Possibilitando, a escola, ser um lugar onde se podia esquecer à noção, muitas
vezes imposta, e reinventar-se através das ideias.
Essa relação de
proximidade revela a importância dos conhecimentos prévios dos estudantes, que
por não serem suficientes, precisam ser somados ao conteúdo/conhecimento do
professor – sendo mediado por ele – e desempenhando uma troca social. Esse
conhecimento prévio, também serve para compreender nossa história, do país, da
nossa localidade dentro da sala de aula.
Correlato a isso,
com o fim do apartheid, essa transição de escolas exclusivamente negras para
escolas brancas, onde o estudante negro era visto como um penetra mostrou-se a
diferença entre educação que trabalha para reforçar a dominação e a educação
como prática da liberdade. Onde o conhecimento passou a se resumir a
informação. Época em que desegregar a sociedade racializada, era realizada
apenas por parte dos estudantes negros. Que acordavam horas antes dos alunos
brancos, atravessavam a cidade e esperavam a chegada dos mesmos, nos pátios
escolares.
O que se esperava
desses alunos negros era a obediência, não o desejo de aprender. Inclusive,
essa ânsia por aprender era vista como ameaça à autoridade branca. Onde os
professores brancos, davam aulas que reforçavam os estereótipos racistas. Para
uma parte da população, a escola já não era mais um ambiente libertador e
acolhedor.
De um lado, uma
Instituição de Sequestro abordada por Nardowski com a “Pedagogização da
infância” em que abrange a disciplina escolar, a hierarquia, a ordem e a
vigilância, enquadrando a escola e quem faz parte dela. E de outro, a escola emancipadora
com a entrada e mais que isso, o reconhecimento e valorização verdadeira de
outros membros, sujeitos da história – mulheres, negros, lgbts. Gerando
entusiasmo dentro do ambiente escolar. Unindo a isto, a voz engajada do
professor não deve ser fixa ou absoluta, precisa mudar de acordo com a
sociedade e seu tempo.
A transformação de uma sala de aula, onde a
maioria dos alunos é branco é um desafio tão grande quanto o de ensinar bem em
um contexto de diversidade, mas que possamos dizer mais sim ao estudante e a
qualidade na educação.
REFERÊNCIAS
BERUTTI, Flávio
& MARQUES, Adhemar. Ensinar e Aprender História. Belo Horizonte: RJ, 2009;
NARDOWSKI,
Mariano. Infância e Poder: conformação da Pedagogia Moderna. Bragança Paulista:
Ed. da Universidade São Francisco, 2001. Coleção estudos CDAPH. Série Historiografia).
HOOKS, Bell.
Ensinando a transgredir: A educação como prática da liberdade.
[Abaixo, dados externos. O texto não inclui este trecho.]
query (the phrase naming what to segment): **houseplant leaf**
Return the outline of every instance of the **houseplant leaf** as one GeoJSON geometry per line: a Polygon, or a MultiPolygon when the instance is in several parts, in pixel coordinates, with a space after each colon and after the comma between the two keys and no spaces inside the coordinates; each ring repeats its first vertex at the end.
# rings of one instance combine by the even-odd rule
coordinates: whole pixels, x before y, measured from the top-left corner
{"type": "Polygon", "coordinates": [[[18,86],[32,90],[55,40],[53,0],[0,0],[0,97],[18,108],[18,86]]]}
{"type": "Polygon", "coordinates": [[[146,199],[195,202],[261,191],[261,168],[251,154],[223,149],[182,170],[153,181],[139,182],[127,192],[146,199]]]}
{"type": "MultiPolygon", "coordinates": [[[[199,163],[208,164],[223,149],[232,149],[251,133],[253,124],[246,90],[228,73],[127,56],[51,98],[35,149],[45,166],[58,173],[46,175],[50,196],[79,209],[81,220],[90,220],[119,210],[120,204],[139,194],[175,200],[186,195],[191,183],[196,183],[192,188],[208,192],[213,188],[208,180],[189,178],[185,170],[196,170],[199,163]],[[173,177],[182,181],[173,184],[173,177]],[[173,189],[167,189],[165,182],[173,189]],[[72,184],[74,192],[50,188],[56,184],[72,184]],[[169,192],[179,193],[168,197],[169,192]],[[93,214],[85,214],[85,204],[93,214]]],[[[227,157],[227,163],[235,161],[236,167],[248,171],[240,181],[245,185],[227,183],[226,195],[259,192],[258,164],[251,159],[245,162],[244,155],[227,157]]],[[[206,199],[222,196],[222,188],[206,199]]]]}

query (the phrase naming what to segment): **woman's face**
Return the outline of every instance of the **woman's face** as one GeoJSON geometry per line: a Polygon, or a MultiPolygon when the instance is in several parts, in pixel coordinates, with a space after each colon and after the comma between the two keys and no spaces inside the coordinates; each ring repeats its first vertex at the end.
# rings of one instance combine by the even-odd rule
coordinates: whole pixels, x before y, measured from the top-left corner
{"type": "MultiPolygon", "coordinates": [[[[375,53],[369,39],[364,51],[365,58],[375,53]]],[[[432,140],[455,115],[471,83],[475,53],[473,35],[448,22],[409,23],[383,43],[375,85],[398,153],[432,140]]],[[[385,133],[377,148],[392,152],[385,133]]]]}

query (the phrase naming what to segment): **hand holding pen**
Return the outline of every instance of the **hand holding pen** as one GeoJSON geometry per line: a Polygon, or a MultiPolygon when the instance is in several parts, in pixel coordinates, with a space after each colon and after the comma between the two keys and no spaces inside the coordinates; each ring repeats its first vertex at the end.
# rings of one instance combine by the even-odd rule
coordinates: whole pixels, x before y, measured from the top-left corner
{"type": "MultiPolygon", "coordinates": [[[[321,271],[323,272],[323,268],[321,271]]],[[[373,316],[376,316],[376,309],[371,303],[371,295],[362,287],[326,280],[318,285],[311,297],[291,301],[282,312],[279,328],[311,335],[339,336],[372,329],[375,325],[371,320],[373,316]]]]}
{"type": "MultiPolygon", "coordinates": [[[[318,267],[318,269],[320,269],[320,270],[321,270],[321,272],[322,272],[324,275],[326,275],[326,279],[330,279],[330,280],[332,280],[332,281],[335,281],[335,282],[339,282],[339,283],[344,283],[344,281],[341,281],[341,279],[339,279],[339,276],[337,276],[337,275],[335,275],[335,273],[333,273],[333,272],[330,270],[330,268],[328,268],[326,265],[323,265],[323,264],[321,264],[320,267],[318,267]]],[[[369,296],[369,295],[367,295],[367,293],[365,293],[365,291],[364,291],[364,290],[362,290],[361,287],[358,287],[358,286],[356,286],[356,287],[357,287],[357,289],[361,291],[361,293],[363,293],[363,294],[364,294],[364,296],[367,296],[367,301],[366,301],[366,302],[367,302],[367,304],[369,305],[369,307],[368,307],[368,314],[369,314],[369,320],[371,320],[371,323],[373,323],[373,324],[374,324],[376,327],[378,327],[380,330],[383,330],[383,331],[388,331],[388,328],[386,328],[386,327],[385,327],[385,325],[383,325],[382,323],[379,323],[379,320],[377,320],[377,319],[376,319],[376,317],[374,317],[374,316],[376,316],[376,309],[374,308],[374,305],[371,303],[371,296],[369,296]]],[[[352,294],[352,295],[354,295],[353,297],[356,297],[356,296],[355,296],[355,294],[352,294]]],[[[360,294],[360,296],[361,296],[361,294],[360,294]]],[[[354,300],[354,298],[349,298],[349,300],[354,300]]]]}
SP: ED. WMF
Martins Fontes, 2013.
PENIN, Sonia T. Sousa;
VIEIRA, Sofia Lerche. Refletindo sobre a função social da escola. In: VIEIRA,
Sofia Lerche (org.) Gestão da Escola. Desafios a enfrentar. Rio de Janeiro:
DP&A, 2002. (Biblioteca ANPAE) p. 13 a 45.
-CF/88 - arts. 205 e 206 e da LDB/96 - arts. 1º a 3º e 12.
LIBANEO, José
Carlos. O dualismo perverso da escola pública brasileira: escola do
conhecimento para os ricos, escola do acolhimento social para os pobres.
Educação e Pesquisa, São Paulo, v. 38, n. 1, p. 13-28, 2012.